Marleni Ramirez, Regional Representative, Central and South America, reports back fromthe 5th Regional Seminar on agriculture and climate change hosted in Chile.
Q: Tell us about an interesting event or seminar thathighlighted your summer.
A: The 5th Regional Seminar on agriculture and climate change hosted in Chile was a truly great platform to raise awareness of the importance of agricultural biodiversity. I was pleased to be invited to present on plant genetic resources, underutilized crops and adaptation to climate change.
The seminar was organized by the Economic Commission for Latin America (CEPAL) with the regional office of the Food and Agriculture Organization of the UN (FAO). The meeting was attended and co-sponsored by ministerial representatives and organizations like Oxfam, CIRAD and Inter-American Institute for Cooperation on Agriculture (IICA). What was really interesting to me was the broad range of participants including social scientists – showing how much this issue is related to people. This was emphasized by holding the event as part of activities to mark the International Year of Family Farming.
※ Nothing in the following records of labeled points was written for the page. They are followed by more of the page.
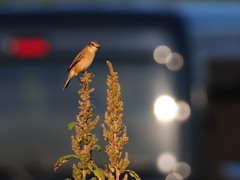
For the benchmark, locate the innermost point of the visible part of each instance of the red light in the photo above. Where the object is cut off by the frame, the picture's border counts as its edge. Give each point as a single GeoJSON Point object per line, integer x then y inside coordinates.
{"type": "Point", "coordinates": [29, 47]}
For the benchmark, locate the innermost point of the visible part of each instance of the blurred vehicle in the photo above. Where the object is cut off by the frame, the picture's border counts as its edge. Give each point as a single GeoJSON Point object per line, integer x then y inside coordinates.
{"type": "Point", "coordinates": [161, 53]}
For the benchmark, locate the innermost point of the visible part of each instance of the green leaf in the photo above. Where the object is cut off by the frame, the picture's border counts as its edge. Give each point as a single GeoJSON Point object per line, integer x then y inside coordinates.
{"type": "Point", "coordinates": [71, 125]}
{"type": "Point", "coordinates": [133, 174]}
{"type": "Point", "coordinates": [61, 161]}
{"type": "Point", "coordinates": [99, 173]}
{"type": "Point", "coordinates": [98, 147]}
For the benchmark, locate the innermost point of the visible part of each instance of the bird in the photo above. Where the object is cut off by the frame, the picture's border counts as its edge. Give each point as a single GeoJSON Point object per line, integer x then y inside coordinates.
{"type": "Point", "coordinates": [82, 61]}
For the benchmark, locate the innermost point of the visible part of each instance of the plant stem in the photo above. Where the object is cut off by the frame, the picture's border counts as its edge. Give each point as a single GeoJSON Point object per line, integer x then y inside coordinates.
{"type": "Point", "coordinates": [117, 174]}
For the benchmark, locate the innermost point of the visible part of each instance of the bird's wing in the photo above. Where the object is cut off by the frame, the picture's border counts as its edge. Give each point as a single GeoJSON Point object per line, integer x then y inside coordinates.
{"type": "Point", "coordinates": [78, 58]}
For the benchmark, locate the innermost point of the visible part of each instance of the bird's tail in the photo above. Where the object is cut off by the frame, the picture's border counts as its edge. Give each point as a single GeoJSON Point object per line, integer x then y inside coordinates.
{"type": "Point", "coordinates": [67, 83]}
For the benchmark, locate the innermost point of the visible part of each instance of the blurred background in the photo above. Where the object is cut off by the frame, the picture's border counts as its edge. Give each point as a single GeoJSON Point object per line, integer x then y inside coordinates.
{"type": "Point", "coordinates": [179, 69]}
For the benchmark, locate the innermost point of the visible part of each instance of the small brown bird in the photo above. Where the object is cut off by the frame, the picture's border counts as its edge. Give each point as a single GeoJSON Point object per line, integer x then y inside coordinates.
{"type": "Point", "coordinates": [82, 61]}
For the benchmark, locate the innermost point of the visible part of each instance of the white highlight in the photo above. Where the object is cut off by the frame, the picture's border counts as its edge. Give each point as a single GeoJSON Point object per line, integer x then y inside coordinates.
{"type": "Point", "coordinates": [165, 162]}
{"type": "Point", "coordinates": [165, 108]}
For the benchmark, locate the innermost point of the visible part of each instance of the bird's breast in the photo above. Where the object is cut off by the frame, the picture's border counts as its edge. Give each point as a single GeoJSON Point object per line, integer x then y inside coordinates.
{"type": "Point", "coordinates": [84, 63]}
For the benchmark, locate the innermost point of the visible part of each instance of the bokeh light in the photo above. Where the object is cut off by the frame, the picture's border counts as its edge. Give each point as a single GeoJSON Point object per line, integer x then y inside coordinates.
{"type": "Point", "coordinates": [166, 162]}
{"type": "Point", "coordinates": [162, 54]}
{"type": "Point", "coordinates": [165, 108]}
{"type": "Point", "coordinates": [175, 63]}
{"type": "Point", "coordinates": [182, 169]}
{"type": "Point", "coordinates": [184, 111]}
{"type": "Point", "coordinates": [173, 176]}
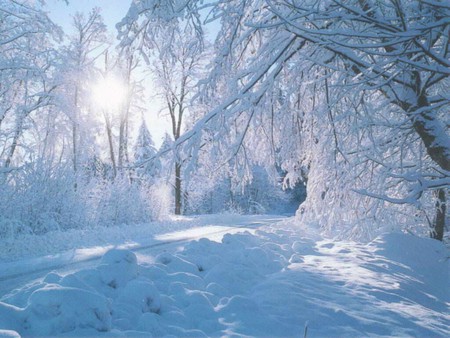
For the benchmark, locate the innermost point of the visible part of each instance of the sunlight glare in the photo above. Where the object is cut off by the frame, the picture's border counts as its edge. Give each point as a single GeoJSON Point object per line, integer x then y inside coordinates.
{"type": "Point", "coordinates": [109, 93]}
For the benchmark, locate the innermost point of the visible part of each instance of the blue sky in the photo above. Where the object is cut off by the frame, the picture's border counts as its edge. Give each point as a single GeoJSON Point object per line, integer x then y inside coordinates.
{"type": "Point", "coordinates": [112, 11]}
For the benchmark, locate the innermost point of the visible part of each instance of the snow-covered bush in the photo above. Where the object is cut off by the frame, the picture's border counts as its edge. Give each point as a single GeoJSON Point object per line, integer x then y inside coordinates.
{"type": "Point", "coordinates": [36, 200]}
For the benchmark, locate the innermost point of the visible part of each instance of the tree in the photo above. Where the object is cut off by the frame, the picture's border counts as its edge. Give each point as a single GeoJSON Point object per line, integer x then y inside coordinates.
{"type": "Point", "coordinates": [148, 166]}
{"type": "Point", "coordinates": [382, 64]}
{"type": "Point", "coordinates": [27, 57]}
{"type": "Point", "coordinates": [86, 45]}
{"type": "Point", "coordinates": [175, 57]}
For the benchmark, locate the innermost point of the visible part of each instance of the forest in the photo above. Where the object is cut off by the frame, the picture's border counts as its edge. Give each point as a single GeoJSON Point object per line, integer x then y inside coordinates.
{"type": "Point", "coordinates": [337, 110]}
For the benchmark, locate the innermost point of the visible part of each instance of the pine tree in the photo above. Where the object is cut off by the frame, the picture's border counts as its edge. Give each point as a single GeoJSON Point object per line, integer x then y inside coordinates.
{"type": "Point", "coordinates": [147, 166]}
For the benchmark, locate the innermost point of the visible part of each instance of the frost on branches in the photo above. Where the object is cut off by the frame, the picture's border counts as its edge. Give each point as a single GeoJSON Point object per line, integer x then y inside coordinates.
{"type": "Point", "coordinates": [348, 96]}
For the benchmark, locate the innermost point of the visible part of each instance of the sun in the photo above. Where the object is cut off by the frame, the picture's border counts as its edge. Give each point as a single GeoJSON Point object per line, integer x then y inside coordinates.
{"type": "Point", "coordinates": [109, 93]}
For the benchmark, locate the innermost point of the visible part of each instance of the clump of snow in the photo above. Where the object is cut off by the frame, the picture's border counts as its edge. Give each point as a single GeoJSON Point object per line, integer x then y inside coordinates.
{"type": "Point", "coordinates": [277, 281]}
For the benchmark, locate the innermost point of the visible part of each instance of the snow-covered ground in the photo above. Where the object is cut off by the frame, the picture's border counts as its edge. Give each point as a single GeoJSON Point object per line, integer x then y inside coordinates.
{"type": "Point", "coordinates": [277, 280]}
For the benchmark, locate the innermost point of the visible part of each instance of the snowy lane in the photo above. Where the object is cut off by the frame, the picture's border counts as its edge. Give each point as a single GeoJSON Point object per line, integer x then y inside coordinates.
{"type": "Point", "coordinates": [260, 278]}
{"type": "Point", "coordinates": [17, 274]}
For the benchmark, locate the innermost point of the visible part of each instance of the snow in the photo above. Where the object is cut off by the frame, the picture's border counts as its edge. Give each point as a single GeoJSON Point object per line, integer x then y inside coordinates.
{"type": "Point", "coordinates": [278, 280]}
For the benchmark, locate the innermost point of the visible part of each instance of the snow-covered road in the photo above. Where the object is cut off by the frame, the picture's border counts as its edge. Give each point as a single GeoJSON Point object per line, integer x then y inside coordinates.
{"type": "Point", "coordinates": [264, 277]}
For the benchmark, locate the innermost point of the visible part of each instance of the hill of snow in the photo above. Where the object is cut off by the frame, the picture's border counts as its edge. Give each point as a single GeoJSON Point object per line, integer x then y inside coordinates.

Q: Why is agricultural biodiversity important for climate change adaptation?
A: At Bioversity International, we think that diversity within crops is one of the best solutions to provide options for adaptation to climate change and help farmers. We're already experiencing new climates which are affecting how we are able to grow food. The latest report from the Intergovernmental Panel on Climate Change (IPCC) predicts that climate change will reduce agricultural production by 2%, while demand will increase by 14% every decade until 2050.
Q: Can you give an example of Bioversity International's work in this area?
A: Regarding climate change, farmers often point out that they would like to have more information about how the weather is predicted to change. They also need access to seeds that will grow in the new conditions.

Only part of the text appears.